Keep calm and smile on. Start your day with kindness and gratitude. You’re doing great. Wildkats walking into school on Friday got these positive reminders in the form of Post-it notes when STUCO sponsored a myriad of kind phrases.

When the Kats Joined for Hope sponsor Andrea Eislinger left last year, the push for mental health awareness went out the door with her. Positive Post-its is a way to remember that emotional well-being still matters.

SMALL GESTURES. BIG REWARDS. junior Addison Lyons, a members of the DASH committee in the Student Council places post-it notes on a collage across from the cafeteria on the second floor. The group hopes to spread kindness and mental health awareness. (photo or infographic by Emily Meachen)

“I think Positive Post-its is a fun way to keep Mrs. Eislinger alive on campus even though she went somewhere else,” STUCO sponsor Amber Brumlow said. “This was something that she was always passionate about, and I really want all her hard work to continue.”

Wildkats have been lacking positive energy, which is understandable when one takes into account years past. 

“After the events that took place in 2020-that most have yet to recover from-kids the

need for positive energy in their lives because things have been a bit dark,” junior Hannah Hutchins said. “Positivity posted around the school could really inspire students to look on the happier side of things.”

Being shown that people care about one another can boost a dreary mood. 

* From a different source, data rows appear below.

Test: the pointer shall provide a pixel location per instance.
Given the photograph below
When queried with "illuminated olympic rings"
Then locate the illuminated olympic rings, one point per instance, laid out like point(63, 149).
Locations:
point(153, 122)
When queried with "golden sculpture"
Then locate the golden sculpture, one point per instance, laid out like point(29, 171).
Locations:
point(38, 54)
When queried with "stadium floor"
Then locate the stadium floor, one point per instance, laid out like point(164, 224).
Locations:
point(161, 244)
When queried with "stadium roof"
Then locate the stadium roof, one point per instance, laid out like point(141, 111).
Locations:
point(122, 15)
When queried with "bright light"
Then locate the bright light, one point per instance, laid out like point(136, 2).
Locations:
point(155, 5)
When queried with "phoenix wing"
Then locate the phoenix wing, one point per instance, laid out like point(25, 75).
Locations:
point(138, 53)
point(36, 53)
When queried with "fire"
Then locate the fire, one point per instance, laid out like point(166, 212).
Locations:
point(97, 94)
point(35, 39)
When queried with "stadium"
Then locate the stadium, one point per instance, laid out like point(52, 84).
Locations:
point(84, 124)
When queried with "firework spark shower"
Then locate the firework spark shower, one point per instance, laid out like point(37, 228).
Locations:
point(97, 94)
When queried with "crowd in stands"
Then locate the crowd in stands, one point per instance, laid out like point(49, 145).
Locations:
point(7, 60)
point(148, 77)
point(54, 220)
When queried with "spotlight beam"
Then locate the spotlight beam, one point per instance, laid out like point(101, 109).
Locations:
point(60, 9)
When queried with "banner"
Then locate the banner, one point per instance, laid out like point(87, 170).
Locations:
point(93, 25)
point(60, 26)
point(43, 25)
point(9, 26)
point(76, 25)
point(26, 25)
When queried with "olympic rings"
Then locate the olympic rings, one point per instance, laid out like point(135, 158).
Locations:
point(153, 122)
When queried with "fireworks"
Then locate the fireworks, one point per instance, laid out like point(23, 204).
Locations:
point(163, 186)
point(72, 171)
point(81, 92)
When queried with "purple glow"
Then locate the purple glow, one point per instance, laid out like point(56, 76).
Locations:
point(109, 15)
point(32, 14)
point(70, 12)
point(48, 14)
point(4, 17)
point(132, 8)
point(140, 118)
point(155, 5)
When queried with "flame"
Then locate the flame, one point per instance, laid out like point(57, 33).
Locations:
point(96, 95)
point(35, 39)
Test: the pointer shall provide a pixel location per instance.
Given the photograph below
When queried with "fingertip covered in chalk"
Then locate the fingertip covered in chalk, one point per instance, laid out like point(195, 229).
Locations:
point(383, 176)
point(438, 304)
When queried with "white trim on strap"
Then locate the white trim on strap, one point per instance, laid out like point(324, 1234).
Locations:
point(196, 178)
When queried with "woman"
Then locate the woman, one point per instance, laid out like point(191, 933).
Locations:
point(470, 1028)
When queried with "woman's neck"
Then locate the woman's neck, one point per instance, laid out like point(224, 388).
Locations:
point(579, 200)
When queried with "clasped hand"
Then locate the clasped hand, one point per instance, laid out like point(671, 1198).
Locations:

“Whenever students see optimistic words early in the morning, they start their day in a motivating way,” freshman Victoria Medina said. “I feel like making it known that kindness can be as easy as jotting something down on a sticky note makes pushing positivity an obtainable goal.”

The goal of positive Post-its is to show that Wildkats care for one another, even if they do not say it out loud. 

“It is so important that everyone knows that they are appreciated,” senior Julia Humphries said. “ Seeing other people happier in a world with so much hatred is meaningful. The little compliments may not be big gestures, but they have a huge impact.”